4.4. Synthèse

Dans cette section, j’ai proposé une contrainte nommé Acc(mode) qui se base sur la difficulté articulatoire à produire un mot deux consonnes possédants deux modes d’articulation disctincts. Cette contrainte est similaire à celle proposée pour les lieux d’articulation (*SeqLing) dans la mesure où une suite d’articulations différentes est plus difficile à produire par l’enfant qu’une suite d’articulations identiques. Cette contrainte Acc(mode) a permis de rendre compte, en interaction avec la hiérarchie des contraintes déjà établie pour Marilyn, de l’harmonie progressive du trait [cont] dans les mots de type CVC dont la séquence est [Occ…Fric]. Cette contrainte, couplée, entre autres, à la contrainte IdentTête(cont,Pd) a également permis de rendre compte de l’harmonie regressive du trait [cont] dans les mots du type CVC dont la séquence est [Fric…Occ] et dont l’occlusive est soit labiale soit dorsale. Ceci est dû à la dominance des contraintes de préservation Max(Lab) et Max(Dor) dans la grammaire de Marilyn. Pour le cas où l’occlusive de cette séquence est une coronale, le fait que la contrainte Max(Cor) soit dominée par toutes les autres contraintes a permis de rendre compte de l’harmonie progressive de [+cont] observées dans les données. Enfin, j’ai montré que l’élision des obstruantes en finale de mot de type CVC quand la consonne qui précède est une nasale est une conséquence de l’intéraction, entre autres, entre Acc(mode) et le fait qu’aucune nasale n’est produite en finale de mot par Marilyn formalisée par la contraintre *Cplx(rime). On peut considérer ici qu’il s’agit d’une stratégie d’harmonie nasale avortée à cause de la non disponibilité d’une structure syllabique dans la forme de surface. Pour terminer, je suis revenu sur le problème que posaient les données des mots de type CVCV dont les deux consonnes possèdent des modes d’articulation différents et qui sont tronqués de leur première syllabe dans les productions de Marilyn. Sans apporter de réponse définitive à ce problème, je l’ai comparé aux observations faites à propos du comportement des consonnes /f/, /v/ et /ʁ/ dans les productions de Marilyn. J’ai proposé que ces éléments n’étaient pas présents dans l’input fourni au générateur par Marilyn du fait de l’impossibilité qu’a Marilyn à produire de tels éléments, cette impossibilité étant basée sur une maîtrise articulatoire encore insuffisante.

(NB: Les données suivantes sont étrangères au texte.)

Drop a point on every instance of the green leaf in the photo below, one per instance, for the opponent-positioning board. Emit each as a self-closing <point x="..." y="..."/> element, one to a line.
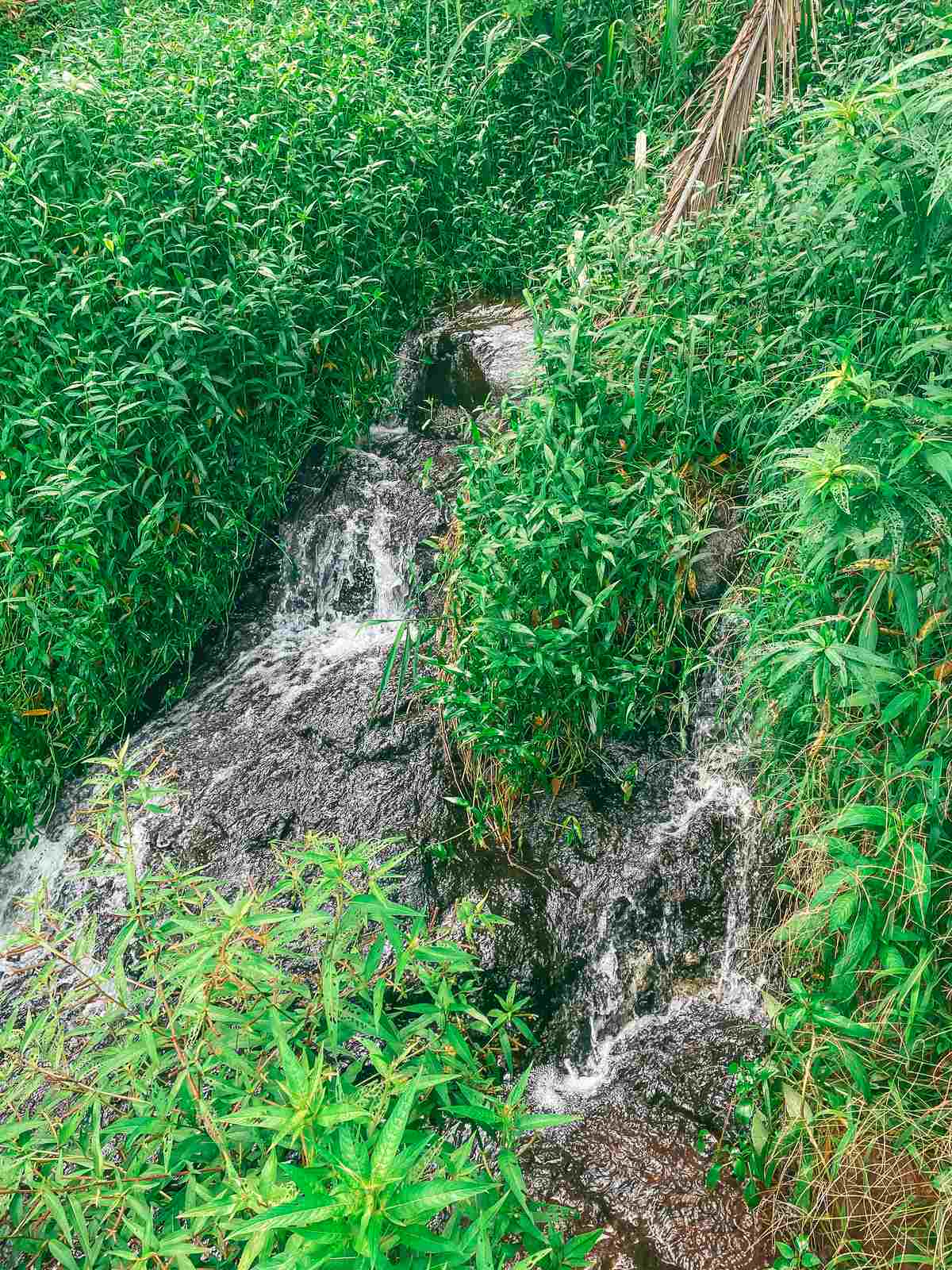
<point x="292" y="1217"/>
<point x="63" y="1255"/>
<point x="423" y="1200"/>
<point x="391" y="1133"/>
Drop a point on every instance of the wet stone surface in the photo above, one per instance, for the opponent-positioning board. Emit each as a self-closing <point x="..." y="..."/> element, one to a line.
<point x="630" y="895"/>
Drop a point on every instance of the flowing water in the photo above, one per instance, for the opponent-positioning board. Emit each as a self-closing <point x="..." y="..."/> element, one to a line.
<point x="630" y="895"/>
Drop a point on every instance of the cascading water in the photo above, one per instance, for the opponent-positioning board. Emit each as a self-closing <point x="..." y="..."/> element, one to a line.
<point x="628" y="902"/>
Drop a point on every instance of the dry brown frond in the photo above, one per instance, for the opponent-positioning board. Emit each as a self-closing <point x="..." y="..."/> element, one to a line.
<point x="766" y="44"/>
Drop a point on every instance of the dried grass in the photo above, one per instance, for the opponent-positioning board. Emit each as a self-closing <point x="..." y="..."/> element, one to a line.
<point x="765" y="51"/>
<point x="871" y="1194"/>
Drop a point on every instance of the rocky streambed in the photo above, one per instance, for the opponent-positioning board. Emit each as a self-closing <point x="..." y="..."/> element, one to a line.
<point x="630" y="895"/>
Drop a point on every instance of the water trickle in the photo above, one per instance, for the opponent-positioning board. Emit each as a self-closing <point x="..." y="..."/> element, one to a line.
<point x="630" y="912"/>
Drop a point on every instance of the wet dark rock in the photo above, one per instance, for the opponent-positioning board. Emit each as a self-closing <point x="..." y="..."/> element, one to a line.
<point x="645" y="1184"/>
<point x="719" y="562"/>
<point x="463" y="360"/>
<point x="628" y="895"/>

Dans la prochaine section, je discuterai d’autres facteurs externes qui peuvent influencer l’ordre d’acquisition des consonnes par Marilyn. Je montrerai que la fréquence des consonnes dans la langue adulte et la fréquence des consonnes tentées par Marilyn n’ont pas d’influence directe sur son ordre d’acquisition des consonnes, du moins pour les occlusives en tête d’attaque de syllabe accentuée. Comme nous le verrons, seuls des facteurs articulatoires permettent en fait de rendre compte de cet ordre d’acquisition, une conclusion compatible avec l’approche analytique générale adoptée dans cette thèse.